Bagley looked his feelings in silence. Giving Barry Tompkins up, he said to Larcher: “I don't see any lawyer here that I'm acquainted with. I was a bit previous, getting let in to decide that bet to-night.”
“Perhaps Mr. Tompkins knows some lawyer here, to whom he will introduce you,” suggested Turl.
“You want a lawyer?” said Tompkins. “There are three or four here. Over there's Doctor Brady, the medico-legal man; you've heard of him, I suppose,—a well-known criminologist.”
“I should think he'd be the very man for you,” said Turl to Bagley. “Besides being a lawyer, he knows surgery, and he's an authority on the habits of criminals.”

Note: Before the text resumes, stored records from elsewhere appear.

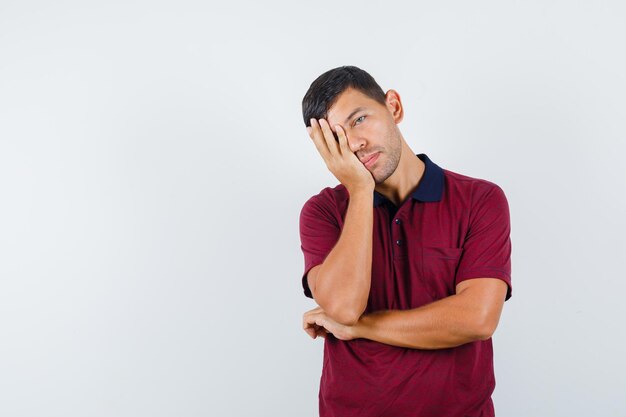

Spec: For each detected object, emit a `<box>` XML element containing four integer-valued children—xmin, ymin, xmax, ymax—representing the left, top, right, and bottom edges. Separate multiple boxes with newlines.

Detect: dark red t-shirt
<box><xmin>300</xmin><ymin>154</ymin><xmax>511</xmax><ymax>417</ymax></box>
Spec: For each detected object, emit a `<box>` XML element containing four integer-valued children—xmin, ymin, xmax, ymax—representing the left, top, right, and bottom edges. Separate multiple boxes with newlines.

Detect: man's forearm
<box><xmin>353</xmin><ymin>294</ymin><xmax>495</xmax><ymax>349</ymax></box>
<box><xmin>315</xmin><ymin>189</ymin><xmax>374</xmax><ymax>324</ymax></box>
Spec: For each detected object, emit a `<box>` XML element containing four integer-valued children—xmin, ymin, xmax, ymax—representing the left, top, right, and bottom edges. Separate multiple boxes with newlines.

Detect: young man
<box><xmin>300</xmin><ymin>66</ymin><xmax>511</xmax><ymax>417</ymax></box>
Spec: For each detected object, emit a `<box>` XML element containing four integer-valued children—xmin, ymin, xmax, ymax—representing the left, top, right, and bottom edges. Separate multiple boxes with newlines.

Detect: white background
<box><xmin>0</xmin><ymin>0</ymin><xmax>626</xmax><ymax>417</ymax></box>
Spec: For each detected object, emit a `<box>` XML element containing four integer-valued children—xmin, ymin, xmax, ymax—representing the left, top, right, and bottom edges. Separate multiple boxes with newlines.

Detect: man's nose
<box><xmin>347</xmin><ymin>135</ymin><xmax>365</xmax><ymax>152</ymax></box>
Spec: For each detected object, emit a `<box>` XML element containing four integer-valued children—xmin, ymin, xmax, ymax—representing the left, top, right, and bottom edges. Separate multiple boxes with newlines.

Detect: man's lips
<box><xmin>361</xmin><ymin>152</ymin><xmax>379</xmax><ymax>165</ymax></box>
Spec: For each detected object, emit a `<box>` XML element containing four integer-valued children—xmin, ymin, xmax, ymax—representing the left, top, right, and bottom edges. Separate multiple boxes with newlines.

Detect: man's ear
<box><xmin>385</xmin><ymin>89</ymin><xmax>404</xmax><ymax>124</ymax></box>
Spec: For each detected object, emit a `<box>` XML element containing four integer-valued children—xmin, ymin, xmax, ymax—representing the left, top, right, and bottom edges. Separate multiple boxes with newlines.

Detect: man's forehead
<box><xmin>326</xmin><ymin>88</ymin><xmax>373</xmax><ymax>127</ymax></box>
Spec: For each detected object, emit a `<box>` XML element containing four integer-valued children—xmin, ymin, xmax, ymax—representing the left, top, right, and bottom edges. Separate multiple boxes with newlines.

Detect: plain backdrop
<box><xmin>0</xmin><ymin>0</ymin><xmax>626</xmax><ymax>417</ymax></box>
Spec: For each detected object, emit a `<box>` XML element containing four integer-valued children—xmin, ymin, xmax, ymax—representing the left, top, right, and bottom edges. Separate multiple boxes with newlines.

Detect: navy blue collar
<box><xmin>374</xmin><ymin>153</ymin><xmax>444</xmax><ymax>206</ymax></box>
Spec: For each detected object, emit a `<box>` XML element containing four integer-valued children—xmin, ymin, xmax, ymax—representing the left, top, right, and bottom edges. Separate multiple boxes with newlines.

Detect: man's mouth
<box><xmin>362</xmin><ymin>152</ymin><xmax>380</xmax><ymax>167</ymax></box>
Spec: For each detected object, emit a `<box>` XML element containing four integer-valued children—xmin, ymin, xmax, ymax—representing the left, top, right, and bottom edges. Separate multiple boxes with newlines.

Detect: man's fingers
<box><xmin>319</xmin><ymin>119</ymin><xmax>341</xmax><ymax>155</ymax></box>
<box><xmin>307</xmin><ymin>119</ymin><xmax>330</xmax><ymax>160</ymax></box>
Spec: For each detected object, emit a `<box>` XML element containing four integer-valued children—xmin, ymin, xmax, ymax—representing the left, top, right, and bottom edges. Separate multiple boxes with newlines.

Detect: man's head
<box><xmin>302</xmin><ymin>66</ymin><xmax>403</xmax><ymax>184</ymax></box>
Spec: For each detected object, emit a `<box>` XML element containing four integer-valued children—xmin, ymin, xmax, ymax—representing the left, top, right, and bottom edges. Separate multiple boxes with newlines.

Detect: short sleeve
<box><xmin>300</xmin><ymin>195</ymin><xmax>341</xmax><ymax>298</ymax></box>
<box><xmin>456</xmin><ymin>183</ymin><xmax>513</xmax><ymax>300</ymax></box>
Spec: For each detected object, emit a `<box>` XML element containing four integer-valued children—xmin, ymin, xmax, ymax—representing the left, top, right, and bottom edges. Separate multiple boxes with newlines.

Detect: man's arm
<box><xmin>352</xmin><ymin>278</ymin><xmax>507</xmax><ymax>349</ymax></box>
<box><xmin>307</xmin><ymin>119</ymin><xmax>374</xmax><ymax>326</ymax></box>
<box><xmin>307</xmin><ymin>190</ymin><xmax>374</xmax><ymax>325</ymax></box>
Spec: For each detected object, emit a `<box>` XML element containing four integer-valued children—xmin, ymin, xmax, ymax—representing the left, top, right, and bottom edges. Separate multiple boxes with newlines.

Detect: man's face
<box><xmin>326</xmin><ymin>88</ymin><xmax>402</xmax><ymax>184</ymax></box>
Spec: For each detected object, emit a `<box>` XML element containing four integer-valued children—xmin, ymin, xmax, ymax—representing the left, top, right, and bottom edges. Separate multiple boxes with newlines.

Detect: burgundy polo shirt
<box><xmin>300</xmin><ymin>154</ymin><xmax>511</xmax><ymax>417</ymax></box>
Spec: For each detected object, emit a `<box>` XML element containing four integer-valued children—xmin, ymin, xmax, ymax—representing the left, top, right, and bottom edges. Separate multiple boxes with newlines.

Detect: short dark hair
<box><xmin>302</xmin><ymin>65</ymin><xmax>386</xmax><ymax>126</ymax></box>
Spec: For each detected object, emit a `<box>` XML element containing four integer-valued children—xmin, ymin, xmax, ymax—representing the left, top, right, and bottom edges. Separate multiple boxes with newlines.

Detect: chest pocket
<box><xmin>422</xmin><ymin>246</ymin><xmax>463</xmax><ymax>300</ymax></box>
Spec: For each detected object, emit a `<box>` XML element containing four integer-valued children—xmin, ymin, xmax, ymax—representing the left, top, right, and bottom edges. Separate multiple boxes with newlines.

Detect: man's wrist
<box><xmin>352</xmin><ymin>314</ymin><xmax>371</xmax><ymax>339</ymax></box>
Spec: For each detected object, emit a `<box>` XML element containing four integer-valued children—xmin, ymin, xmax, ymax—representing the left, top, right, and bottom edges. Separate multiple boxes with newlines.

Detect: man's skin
<box><xmin>303</xmin><ymin>88</ymin><xmax>507</xmax><ymax>349</ymax></box>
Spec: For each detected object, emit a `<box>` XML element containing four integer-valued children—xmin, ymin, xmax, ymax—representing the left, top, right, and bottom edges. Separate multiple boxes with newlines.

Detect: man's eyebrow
<box><xmin>344</xmin><ymin>107</ymin><xmax>367</xmax><ymax>123</ymax></box>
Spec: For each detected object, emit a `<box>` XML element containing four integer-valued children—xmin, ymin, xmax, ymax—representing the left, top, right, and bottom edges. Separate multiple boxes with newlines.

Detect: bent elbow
<box><xmin>476</xmin><ymin>317</ymin><xmax>498</xmax><ymax>340</ymax></box>
<box><xmin>326</xmin><ymin>306</ymin><xmax>363</xmax><ymax>326</ymax></box>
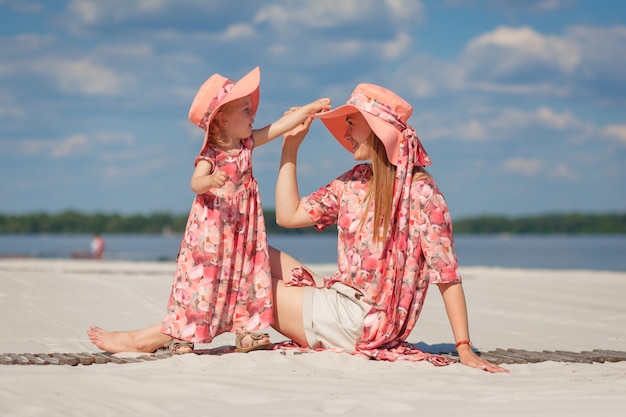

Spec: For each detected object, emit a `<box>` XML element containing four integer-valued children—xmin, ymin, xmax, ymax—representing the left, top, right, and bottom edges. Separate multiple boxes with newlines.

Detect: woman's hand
<box><xmin>457</xmin><ymin>345</ymin><xmax>509</xmax><ymax>374</ymax></box>
<box><xmin>283</xmin><ymin>117</ymin><xmax>313</xmax><ymax>149</ymax></box>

“Is he a friend of yours?” asked Bagley, at the same time that his eyes lighted up at the chance of an auditor free from the incredulity of ignorance.
“I never met him,” said Turl.
“Nor I,” said Larcher; “and I don't think Murray Davenport ever did.”
“Then if Mr. Tompkins will introduce Mr. Larcher and me, and come away at once without any attempt to prejudice, I'm agreed, as far as our bet's concerned. But I'm to be let alone to do the talking my own way.”
Barry Tompkins led Bagley and Larcher over to the medico-legal criminologist—a tall, thin man in the forties, with prematurely gray hair and a smooth-shaven face, cold and inscrutable in expression—and, having introduced and helped them to find chairs, rejoined Turl. Bagley was not ten seconds in getting the medico-legal man's ear.
“Doctor, I've wanted to meet you,” he began, “to speak about a remarkable case that comes right in your line. I'd like to tell you the story, just as I know it, and get your opinion on it.”